Anyway, to the topic at hand:

My girlfriend has taken a liking to a halfords exclusive classic bike: http://www.halfords.com/webapp/wcs/stores/servlet/product_storeId_10001_catalogId_10151_productId_700703_langId_-1_categoryId_165534)

We've looked around for other alternatives but none have really fit the bill. Because this is Halford's own range, I wanted a few reviews/feedback on halford's own bikes (not neccessarily this bike in particular) from the informed before I part with my money.

Thank you in advance!


Edit: Woops, I may have placed this thread in the wrong section! sorry!


----------



## ACS (10 Oct 2009)

:arrow:

Some alternatives.  

The very mention on this Hellfords on this board can cause ruptions.

Many will say avoid if you can there are better bikes out there and far better bike shops.


----------



## jimboalee (10 Oct 2009)

http://www.wiggle.co.uk/p/cycle/7/SRAM_Sprocket_For_Internal_Gear_Hubs/5360019500/

You'll need one of these in the 24 tooth version.

And a length of chain.


----------



## jimboalee (10 Oct 2009)

jimboalee said:


> http://www.wiggle.co.uk/p/cycle/7/SRAM_Sprocket_For_Internal_Gear_Hubs/5360019500/
> 
> You'll need one of these in the 24 tooth version.
> 
> And a length of chain.



Second thoughts. You won't get the large srocket inside that chainguard.
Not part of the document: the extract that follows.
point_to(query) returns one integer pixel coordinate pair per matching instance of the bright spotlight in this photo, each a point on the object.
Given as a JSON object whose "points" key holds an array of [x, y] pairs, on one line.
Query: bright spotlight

Forget it. The bike I mean!


----------



## SavageHoutkop (10 Oct 2009)

You haven't said why she's taken a liking to this one - suppose it's looks?
You also haven't said why the others didn't work out...? 

Some more possibilities, then...


----------



## samanosuke (10 Oct 2009)

Risking opening a can of worms, is it really that bad/what could possibly go wrong?.... 

My girlfriend insist that £250 for a bike is a lot, but if spending a bit more can prevent a nightmare, I wouldn't mind doing just that.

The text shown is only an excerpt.